The Science of Systems Benchmarking
Samuel Kounev
University of Würzburg
Germany
Brief Bio
Samuel Kounev is a professor and chair of software engineering at the University of Würzburg, Germany. His research interests span the areas of software design, modeling and architecture-based analysis; systems benchmarking and experimental analysis; and autonomic computing. Kounev's research is inspired by the vision of self-aware computing systems, to which he has been one of the major contributors shaping its development. He serves as associate editor for ACM Transactions on Autonomous and Adaptive Systems and is co-founder and chair of the steering committees of the ACM/SPEC International Conference on Performance Engineering (ICPE) and the IEEE International Conference on Autonomic Computing and Self-Organizing Systems (ACSOS). In the area of benchmarking, he founded the SPEC Research Group, a consortium within the Standard Performance Evaluation Corporation (SPEC), providing a platform for collaborative research efforts in the area of quantitative system evaluation and analysis. He recently co-authored the first textbook focussed on systems benchmarking (http://benchmarking-book.com).
Abstract
For a long time benchmarking has been considered a practical discipline driven by industry's interest in marketing their products and services. Benchmarking evolved from the need to be able to compare different systems fairly in order to make an informed purchasing decision. In the past decade, benchmarking has gained increasing interest in the scientific community and its scope has expanded significantly. Systems benchmarking is now considered in a broad sense, including rating tools and research benchmarks (benchmark frameworks), and benchmarks are employed in many fields of testing going beyond competitive system comparisons, for example, regulatory programs, research evaluation, and testing during system design and development. Further, the scope of systems benchmarking has expanded to other system attributes in addition to classical performance aspects, for example, system energy efficiency, reliability, or security. The conception, design, and development of benchmarks requires a thorough understanding of the benchmarking fundamentals including statistics, measurement methodologies, metrics, and relevant workload characteristics. Benchmarking involves deciding what to measure, how to measure it, and how to aggregate the measurement results into meaningful metrics. The aggregation of metrics into scoring systems as well as the design of workloads, including workload characterization and modeling, are further challenging topics.

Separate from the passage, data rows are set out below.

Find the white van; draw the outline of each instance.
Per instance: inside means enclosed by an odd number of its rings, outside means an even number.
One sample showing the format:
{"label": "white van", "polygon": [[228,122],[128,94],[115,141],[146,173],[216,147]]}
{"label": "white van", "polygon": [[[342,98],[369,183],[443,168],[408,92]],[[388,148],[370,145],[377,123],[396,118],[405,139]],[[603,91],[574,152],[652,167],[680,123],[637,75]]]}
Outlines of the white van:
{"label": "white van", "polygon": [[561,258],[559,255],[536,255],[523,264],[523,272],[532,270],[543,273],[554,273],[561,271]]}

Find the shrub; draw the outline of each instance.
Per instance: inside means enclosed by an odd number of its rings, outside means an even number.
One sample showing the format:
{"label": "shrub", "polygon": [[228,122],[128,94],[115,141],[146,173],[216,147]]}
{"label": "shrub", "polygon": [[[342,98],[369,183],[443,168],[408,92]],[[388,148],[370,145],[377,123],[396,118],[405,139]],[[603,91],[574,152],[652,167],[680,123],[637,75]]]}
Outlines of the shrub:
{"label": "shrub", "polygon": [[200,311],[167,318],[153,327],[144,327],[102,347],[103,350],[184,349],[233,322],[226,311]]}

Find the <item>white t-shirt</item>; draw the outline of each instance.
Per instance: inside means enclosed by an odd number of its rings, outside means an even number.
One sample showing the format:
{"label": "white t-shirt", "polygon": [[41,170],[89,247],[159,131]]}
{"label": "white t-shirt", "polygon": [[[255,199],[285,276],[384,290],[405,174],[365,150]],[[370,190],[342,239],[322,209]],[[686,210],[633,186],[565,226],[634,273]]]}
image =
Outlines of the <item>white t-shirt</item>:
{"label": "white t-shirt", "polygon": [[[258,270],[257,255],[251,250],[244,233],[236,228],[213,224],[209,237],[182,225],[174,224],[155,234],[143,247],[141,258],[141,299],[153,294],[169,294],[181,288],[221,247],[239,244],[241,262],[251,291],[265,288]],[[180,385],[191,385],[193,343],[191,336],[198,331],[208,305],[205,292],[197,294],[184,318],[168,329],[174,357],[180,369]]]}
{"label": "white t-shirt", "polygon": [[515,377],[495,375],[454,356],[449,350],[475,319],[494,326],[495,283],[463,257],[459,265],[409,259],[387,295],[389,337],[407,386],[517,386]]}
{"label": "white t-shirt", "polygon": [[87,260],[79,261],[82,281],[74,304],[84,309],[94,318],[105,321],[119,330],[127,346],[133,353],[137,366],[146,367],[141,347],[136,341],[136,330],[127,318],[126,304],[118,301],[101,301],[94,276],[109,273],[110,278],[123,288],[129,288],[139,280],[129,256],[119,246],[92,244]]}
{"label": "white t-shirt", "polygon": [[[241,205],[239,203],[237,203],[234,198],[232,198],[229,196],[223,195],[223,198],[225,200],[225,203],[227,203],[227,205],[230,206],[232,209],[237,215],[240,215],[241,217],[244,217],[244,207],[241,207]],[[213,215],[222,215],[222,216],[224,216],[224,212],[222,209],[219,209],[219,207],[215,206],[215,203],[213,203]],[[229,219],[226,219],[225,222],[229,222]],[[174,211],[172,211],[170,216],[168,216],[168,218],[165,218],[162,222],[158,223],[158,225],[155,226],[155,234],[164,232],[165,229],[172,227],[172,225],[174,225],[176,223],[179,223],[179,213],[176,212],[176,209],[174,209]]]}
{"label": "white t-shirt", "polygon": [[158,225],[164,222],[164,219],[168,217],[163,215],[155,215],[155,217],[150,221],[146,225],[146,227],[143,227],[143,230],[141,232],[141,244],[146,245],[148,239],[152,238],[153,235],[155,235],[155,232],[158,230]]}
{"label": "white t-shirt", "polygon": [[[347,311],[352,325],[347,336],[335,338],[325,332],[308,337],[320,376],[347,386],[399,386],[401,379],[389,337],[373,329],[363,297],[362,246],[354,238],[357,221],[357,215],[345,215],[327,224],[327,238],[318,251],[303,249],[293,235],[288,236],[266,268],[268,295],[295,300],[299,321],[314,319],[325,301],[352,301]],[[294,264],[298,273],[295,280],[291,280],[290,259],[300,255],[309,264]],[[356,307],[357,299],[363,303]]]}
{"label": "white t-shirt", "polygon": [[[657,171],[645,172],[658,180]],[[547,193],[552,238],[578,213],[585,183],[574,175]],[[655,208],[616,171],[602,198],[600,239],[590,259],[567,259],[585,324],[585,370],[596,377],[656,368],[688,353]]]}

In this keynote talk, I will first provide an overview of the foundations of benchmarking as a discipline, covering the three fundamental elements of each benchmarking approach: metrics, workloads, and measurement methodology. I will discuss relevant topics and respective literature sources based on extensive experience gained from teaching these topics in the past 15 years at several leading European universities. I will then present several case studies from different fields with a focus on cloud benchmarking. The case studies illustrate the unique challenges that arise in the conception and development of benchmarks for specific systems or subsystems.